Beberapa pohon dan guguran daunnya hadir pada lanskap itu. Ratimaya berpenampilan sederhana saja. Dan hujan, dalam dongeng itu, menjatuhkan diri bersama-sama. Dan saya, mungkin juga pemirsa semua, basah oleh keindahannya.

Selanjutnya adalah ingatan, permenungan, dan kegembiraan. Bagi saya, dongeng selalu unggul. Maksudnya, ia akan selalu menjadi medium ampuh penyampaian pesan yang nyaris tanpa tanding. Dongeng memungkinkan semua kemungkinan. Dongeng melekat seperti lem ghaib yang menempel pada memori kita.

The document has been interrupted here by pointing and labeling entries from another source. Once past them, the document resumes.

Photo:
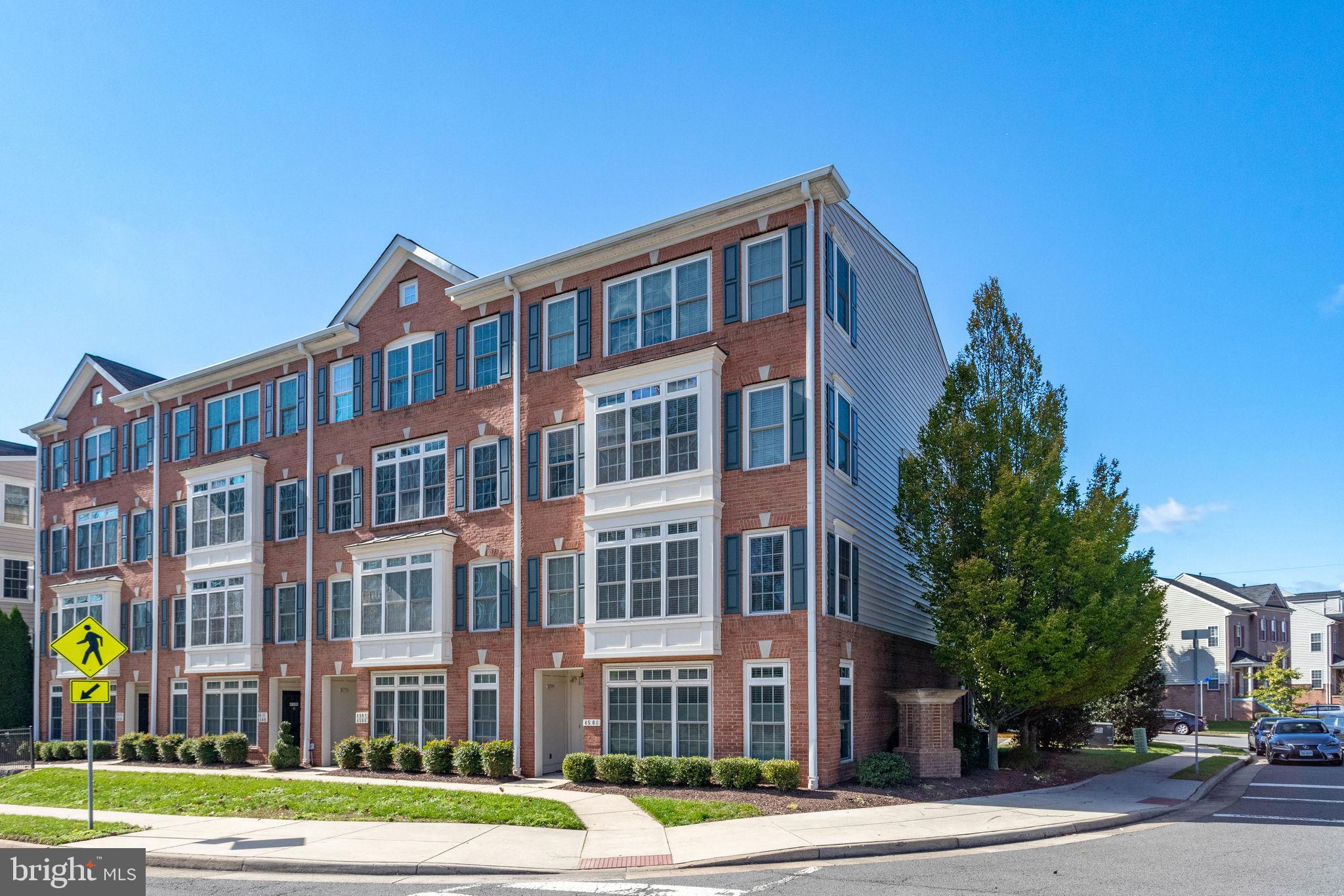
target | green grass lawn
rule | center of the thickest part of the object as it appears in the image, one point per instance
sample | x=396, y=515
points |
x=237, y=796
x=673, y=813
x=1208, y=769
x=55, y=832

"Mendongeng bersama Ratimaya."

Tajuk awalan itu yang sering Ratimaya gunakan dalam memulai dongengnya. Dan sejak kalimat itu juga, ia seketika menjadi bukan bagian dari dunia ini. Sukmanya hadir menjelma pendongeng ulung yang sudah seperti melewati ribuan musim pada dunia, sekaligus ia bawa dunia yang bermacam-macam itu, pada kita. Beberapa kali ia hadirkan gunung, sungai, dan lautan yang membentang pada ingatan terdalam kita. Dan seperti kasus 'Selepas Hujan', rasanya kita seakan dihadapkan langsung pada gugusan mendung, wangi tanah, suara derai hujan, bahkan percakapan kecil dan langsung di antara mereka.

Ratimaya seperti kupu-kupu dalam teori Butterfly Effect dari Edward Norton Lorenz. Kepakan sayapnya menjadi gelombang kepingan cerita yang berdebur: tersusun, terpencar, dan tersambung dari pemandangan kawanan binatang yang rentan, pohonan yang berakar sabar, juga gugusan gunung dan guyuran hujan yang berkelindan dengan percakapannya masing-masing.

Malam itu Ratimaya berkabar dan mengirimkan tautan pertunjukannya di Youtube. Saya menyaksikan dari layar HP untuk kemudian menyimaknya dengan khidmat. Nampak di sana, Tiga pemusik 'Selepas Hujan' memetik senar dan dawai, beberapa origami menambah kesan yang intim, lalu Ratimaya, seperti yang saya sampaikan sebelumnya: menjelma kupu-kupu pendongeng yang magis.

Lantunan nada yang mengalun seketika membekukan momen itu. Di imajinasi saya, dunia baru perlahan membentuk dan menyusun puing serta reruntuhan bangunan yang seperti telah lama ditinggalkan. Ia hadirkan tokoh-tokoh ajaibnya: tetes hujan, pohon yang terluka, dan tentu saja: kelompok manusia yang seringkali menjadi penyebab berbagai permasalahan di dunia.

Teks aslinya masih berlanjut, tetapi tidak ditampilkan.